Just curious. As per the following link, 

SkillSelect

they mention of a pro-rated arrangement for the "ICT Business and Systems Analysts" occupation ONLY.

Could someone please explain to me what this means.

As per the website, there are only 20 slots left, out of the 1380 made available. If the remaining slots are filled in the invitation round held on the 23rd, would the pro-rated arrangement allow further openings?


----------



## kyoizanag (Mar 29, 2014)

airwolf said:


> Hiya,
> 
> Just curious. As per the following link,
> 
> ...


As long as the occupation continues to exist on SOL, you will get the invitation later. The 60s were invited until April and 65s were invited until near current time, so it is not that far away. From 1st July, you will have a new occupation ceiling, so likely they will use up the remained 20 slots at the last round but set 2611 free from pro arrangement from the new financial year.


----------



## airwolf (Mar 30, 2014)

Could you kindly explain to me how the pro rata arrangement works? 

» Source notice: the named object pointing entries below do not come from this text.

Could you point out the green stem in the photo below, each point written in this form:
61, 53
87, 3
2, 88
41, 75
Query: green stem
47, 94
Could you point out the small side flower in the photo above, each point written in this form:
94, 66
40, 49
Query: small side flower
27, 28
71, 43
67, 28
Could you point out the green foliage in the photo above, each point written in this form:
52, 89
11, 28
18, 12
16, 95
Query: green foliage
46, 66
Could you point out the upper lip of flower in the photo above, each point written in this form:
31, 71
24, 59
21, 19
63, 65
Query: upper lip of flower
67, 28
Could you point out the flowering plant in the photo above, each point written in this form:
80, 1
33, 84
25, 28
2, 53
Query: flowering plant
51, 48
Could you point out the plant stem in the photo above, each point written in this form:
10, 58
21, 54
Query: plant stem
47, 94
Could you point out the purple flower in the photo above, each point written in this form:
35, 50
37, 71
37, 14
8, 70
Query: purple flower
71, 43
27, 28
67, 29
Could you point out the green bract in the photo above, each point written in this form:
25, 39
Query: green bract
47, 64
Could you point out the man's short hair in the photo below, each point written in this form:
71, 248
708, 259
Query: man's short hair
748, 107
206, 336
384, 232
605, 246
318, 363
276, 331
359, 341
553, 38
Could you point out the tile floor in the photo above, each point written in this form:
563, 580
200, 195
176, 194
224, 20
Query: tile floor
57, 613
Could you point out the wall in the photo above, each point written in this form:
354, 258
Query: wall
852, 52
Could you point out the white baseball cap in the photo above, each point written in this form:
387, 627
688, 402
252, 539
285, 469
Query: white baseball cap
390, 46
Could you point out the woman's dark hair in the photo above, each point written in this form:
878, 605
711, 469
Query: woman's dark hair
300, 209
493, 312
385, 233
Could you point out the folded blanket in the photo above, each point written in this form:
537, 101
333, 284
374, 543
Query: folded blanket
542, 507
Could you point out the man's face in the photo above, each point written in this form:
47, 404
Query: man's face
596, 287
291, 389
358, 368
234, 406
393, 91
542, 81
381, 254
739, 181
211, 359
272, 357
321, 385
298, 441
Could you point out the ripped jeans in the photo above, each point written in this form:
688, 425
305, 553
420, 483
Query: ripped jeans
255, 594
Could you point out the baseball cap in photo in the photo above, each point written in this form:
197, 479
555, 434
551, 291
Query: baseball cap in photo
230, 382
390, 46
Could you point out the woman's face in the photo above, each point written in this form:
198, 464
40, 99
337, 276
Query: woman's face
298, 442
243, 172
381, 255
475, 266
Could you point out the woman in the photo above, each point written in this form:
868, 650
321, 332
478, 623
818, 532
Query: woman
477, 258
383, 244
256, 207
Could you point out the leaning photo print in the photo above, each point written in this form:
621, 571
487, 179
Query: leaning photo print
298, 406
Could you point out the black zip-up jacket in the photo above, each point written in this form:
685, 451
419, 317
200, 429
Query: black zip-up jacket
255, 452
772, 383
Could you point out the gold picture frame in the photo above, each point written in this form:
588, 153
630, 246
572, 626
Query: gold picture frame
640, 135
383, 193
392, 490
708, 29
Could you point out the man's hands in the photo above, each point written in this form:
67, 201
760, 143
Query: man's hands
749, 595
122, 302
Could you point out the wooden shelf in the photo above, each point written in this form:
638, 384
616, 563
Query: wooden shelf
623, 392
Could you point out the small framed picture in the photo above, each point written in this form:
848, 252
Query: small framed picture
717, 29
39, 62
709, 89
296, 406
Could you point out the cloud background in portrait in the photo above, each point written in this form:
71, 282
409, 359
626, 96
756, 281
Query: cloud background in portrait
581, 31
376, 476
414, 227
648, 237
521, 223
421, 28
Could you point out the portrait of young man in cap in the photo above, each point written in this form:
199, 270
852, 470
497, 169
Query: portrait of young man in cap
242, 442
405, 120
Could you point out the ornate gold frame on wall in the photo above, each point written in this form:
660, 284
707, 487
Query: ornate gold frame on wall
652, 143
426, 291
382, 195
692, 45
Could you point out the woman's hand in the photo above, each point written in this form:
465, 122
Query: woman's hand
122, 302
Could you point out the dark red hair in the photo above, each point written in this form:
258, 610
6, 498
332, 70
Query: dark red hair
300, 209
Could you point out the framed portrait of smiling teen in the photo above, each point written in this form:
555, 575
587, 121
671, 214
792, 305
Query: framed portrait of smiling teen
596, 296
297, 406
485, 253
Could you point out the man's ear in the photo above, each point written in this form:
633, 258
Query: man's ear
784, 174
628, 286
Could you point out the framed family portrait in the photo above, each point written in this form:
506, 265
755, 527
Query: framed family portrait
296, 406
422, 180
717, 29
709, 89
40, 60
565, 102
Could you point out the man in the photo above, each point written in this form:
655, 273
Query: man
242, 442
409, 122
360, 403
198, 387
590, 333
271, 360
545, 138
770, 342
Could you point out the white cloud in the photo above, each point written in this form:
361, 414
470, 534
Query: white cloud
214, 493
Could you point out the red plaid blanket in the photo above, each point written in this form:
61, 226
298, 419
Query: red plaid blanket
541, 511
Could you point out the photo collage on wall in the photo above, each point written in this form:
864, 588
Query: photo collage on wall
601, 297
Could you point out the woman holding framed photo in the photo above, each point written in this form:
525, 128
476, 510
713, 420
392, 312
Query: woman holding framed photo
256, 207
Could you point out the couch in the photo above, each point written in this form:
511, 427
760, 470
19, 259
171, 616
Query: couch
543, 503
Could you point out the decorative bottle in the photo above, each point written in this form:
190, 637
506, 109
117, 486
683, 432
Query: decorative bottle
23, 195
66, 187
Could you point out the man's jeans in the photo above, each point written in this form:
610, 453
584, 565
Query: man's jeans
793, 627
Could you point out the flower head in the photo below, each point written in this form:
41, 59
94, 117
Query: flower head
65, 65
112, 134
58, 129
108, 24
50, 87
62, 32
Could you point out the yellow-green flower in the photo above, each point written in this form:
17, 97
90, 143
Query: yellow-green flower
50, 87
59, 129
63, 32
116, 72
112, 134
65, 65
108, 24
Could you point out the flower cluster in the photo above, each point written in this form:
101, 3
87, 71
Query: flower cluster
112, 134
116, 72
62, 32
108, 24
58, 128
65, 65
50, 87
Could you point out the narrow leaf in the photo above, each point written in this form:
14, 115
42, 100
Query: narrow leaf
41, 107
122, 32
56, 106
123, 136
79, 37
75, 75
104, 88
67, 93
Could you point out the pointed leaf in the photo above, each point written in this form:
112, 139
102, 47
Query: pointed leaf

I just submitted my EOI with 65 points under the 'Systems Analyst' occupation for the subclass 189. So inquisitive as to how this would affect my chances


----------



## kyoizanag (Mar 29, 2014)

airwolf said:


> Could you kindly explain to me how the pro rata arrangement works?
> 
> I just submitted my EOI with 65 points under the 'Systems Analyst' occupation for the subclass 189. So inquisitive as to how this would affect my chances


The unofficial explanation to the pro rata arrangement is: 
invitations will be issued for current round = (occupation ceiling - slots used)/rounds left(including current round)

The objective is to protect the high pointers who submitted EOI throughout the financial year would be invited. Imagine the occupation ceiling is 1000, but it runs out after 6 months due to popularity and DIBP close it, then the 65s, 70s submitted after that have to wait for next year.

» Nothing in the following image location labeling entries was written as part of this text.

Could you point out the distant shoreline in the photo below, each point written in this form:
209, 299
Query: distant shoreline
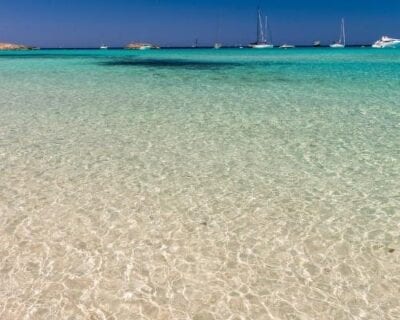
203, 47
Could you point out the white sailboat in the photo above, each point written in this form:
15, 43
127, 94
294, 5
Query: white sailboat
262, 31
342, 39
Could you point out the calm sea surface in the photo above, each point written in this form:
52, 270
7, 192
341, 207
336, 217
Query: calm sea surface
200, 184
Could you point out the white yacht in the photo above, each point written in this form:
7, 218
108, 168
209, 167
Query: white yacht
262, 31
387, 42
342, 40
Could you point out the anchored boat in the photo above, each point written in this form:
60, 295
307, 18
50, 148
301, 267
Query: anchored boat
262, 31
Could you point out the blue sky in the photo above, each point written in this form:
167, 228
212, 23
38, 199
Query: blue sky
88, 23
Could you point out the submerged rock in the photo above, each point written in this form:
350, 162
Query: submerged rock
12, 46
141, 46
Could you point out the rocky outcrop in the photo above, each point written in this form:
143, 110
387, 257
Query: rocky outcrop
12, 46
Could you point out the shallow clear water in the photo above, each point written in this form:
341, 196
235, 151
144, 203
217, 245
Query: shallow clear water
200, 184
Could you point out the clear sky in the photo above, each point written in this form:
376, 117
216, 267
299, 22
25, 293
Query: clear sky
88, 23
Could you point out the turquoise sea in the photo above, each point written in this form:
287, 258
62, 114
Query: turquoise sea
200, 184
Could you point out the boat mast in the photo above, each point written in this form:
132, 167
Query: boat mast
343, 32
268, 34
260, 27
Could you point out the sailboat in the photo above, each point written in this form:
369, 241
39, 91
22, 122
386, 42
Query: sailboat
342, 40
261, 42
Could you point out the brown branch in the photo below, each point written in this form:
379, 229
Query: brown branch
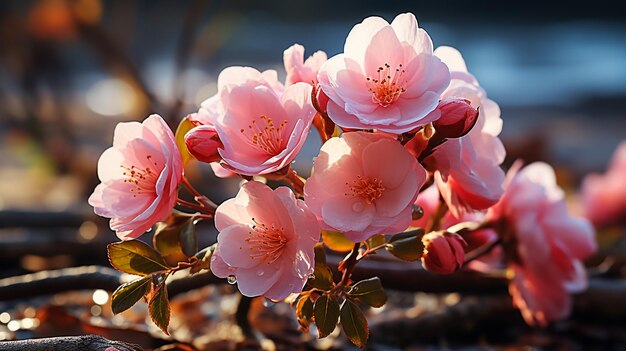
69, 343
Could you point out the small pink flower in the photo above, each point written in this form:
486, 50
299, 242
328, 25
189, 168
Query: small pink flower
364, 184
457, 118
444, 252
140, 176
261, 131
203, 142
214, 106
387, 78
299, 70
468, 171
549, 244
604, 196
266, 241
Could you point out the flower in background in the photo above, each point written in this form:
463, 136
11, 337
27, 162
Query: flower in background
604, 196
544, 244
261, 131
266, 240
387, 78
364, 184
299, 70
140, 174
467, 169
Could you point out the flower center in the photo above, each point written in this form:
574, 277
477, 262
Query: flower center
388, 87
265, 135
266, 243
142, 178
369, 189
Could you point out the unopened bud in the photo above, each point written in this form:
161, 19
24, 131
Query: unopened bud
443, 252
203, 142
457, 118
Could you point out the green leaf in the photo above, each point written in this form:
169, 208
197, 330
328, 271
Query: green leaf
369, 291
322, 275
188, 239
337, 241
135, 257
204, 259
326, 312
375, 241
184, 126
407, 246
166, 239
304, 311
354, 323
159, 308
126, 295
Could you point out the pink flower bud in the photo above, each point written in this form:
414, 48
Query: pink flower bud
203, 142
443, 252
457, 118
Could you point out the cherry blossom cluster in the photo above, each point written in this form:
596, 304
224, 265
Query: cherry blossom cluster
409, 140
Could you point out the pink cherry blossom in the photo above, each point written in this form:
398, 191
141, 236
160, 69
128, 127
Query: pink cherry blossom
604, 196
364, 184
387, 78
299, 70
266, 240
467, 169
213, 107
140, 174
547, 244
443, 252
261, 131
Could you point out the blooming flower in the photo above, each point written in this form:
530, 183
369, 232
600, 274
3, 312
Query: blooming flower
443, 252
299, 70
387, 78
213, 107
364, 184
467, 169
266, 240
604, 196
545, 245
261, 131
140, 174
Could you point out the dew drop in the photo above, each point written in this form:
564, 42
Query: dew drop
358, 207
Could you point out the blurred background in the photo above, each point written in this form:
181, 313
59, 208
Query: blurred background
70, 70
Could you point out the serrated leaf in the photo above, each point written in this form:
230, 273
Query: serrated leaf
326, 312
407, 246
188, 239
304, 311
159, 308
375, 241
354, 324
126, 295
166, 239
135, 257
184, 126
322, 275
369, 291
337, 241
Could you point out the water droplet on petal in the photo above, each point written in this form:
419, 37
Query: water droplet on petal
358, 206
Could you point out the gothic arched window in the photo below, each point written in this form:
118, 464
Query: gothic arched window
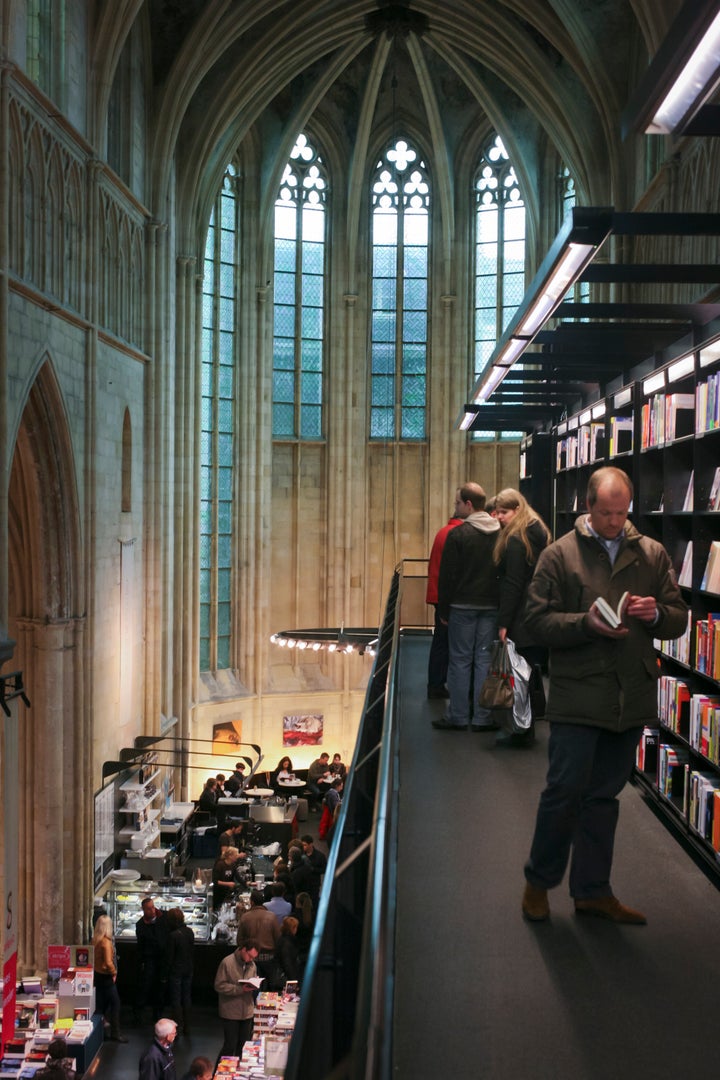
398, 346
216, 445
299, 286
499, 253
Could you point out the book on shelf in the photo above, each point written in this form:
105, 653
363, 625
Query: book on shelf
621, 434
613, 616
710, 580
714, 498
679, 416
685, 576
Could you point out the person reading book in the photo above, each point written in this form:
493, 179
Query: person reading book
602, 690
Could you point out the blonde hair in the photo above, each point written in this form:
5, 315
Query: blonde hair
525, 515
103, 929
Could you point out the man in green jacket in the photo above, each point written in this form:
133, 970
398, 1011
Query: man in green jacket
602, 690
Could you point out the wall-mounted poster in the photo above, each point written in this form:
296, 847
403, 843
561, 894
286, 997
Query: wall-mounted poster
302, 729
227, 737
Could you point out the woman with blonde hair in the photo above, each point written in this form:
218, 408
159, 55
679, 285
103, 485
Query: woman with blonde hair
522, 537
105, 967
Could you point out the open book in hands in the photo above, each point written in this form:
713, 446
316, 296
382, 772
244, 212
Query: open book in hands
614, 617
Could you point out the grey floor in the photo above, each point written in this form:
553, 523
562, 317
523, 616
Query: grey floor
483, 994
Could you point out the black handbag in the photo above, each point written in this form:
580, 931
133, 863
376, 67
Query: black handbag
498, 691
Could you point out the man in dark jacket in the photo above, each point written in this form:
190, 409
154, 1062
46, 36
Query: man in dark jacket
467, 594
602, 690
158, 1063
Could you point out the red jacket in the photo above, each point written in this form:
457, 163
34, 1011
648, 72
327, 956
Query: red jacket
435, 556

But DIBP could do whatever they want. Just like in the 26/5 round, they used hundreds if not 1000 invitations on 2611 while the remaining slots were less than 100.

With 65 points, you are highly possible to get invited in the fist round of July, or even on 23/6, if you are lucky.


----------



## airwolf (Mar 30, 2014)

Thank You very much for the detailed explanation.


----------



## faroutsam (Jul 30, 2015)

kyoizanag said:


> The unofficial explanation to the pro rata arrangement is:
> invitations will be issued for current round = (occupation ceiling - slots used)/rounds left(including current round)
> 
> The objective is to protect the high pointers who submitted EOI throughout the financial year would be invited. Imagine the occupation ceiling is 1000, but it runs out after 6 months due to popularity and DIBP close it, then the 65s, 70s submitted after that have to wait for next year.
> ...



Very nice explaination! Thanks!!


----------



## Alice0089 (Aug 24, 2015)

Hello,

I am unable to understand how this thing works.
I have 60 points and I have applied for 190(State Nominated) for Occupation ID 2613(Software and Applications Programmers).


----------



## captainm (Jul 30, 2015)

kyoizanag said:


> The unofficial explanation to the pro rata arrangement is:
> invitations will be issued for current round = (occupation ceiling - slots used)/rounds left(including current round)
> 
> The objective is to protect the high pointers who submitted EOI throughout the financial year would be invited. Imagine the occupation ceiling is 1000, but it runs out after 6 months due to popularity and DIBP close it, then the 65s, 70s submitted after that have to wait for next year.
> ...


Can someone please explain how the same occupation would be treated if it wasn't subject to pro-rata? My understanding is if the occupation isn't pro rata then in fact the occupation ceilling is the limit of every invitation rounds which obviously wouldn't be reached. Besides, in such situation points are not important.


----------



## sidsniper (Feb 17, 2016)

*Did you get PR?*

Hi,

Did you get PR for australia yet? Please let me know


----------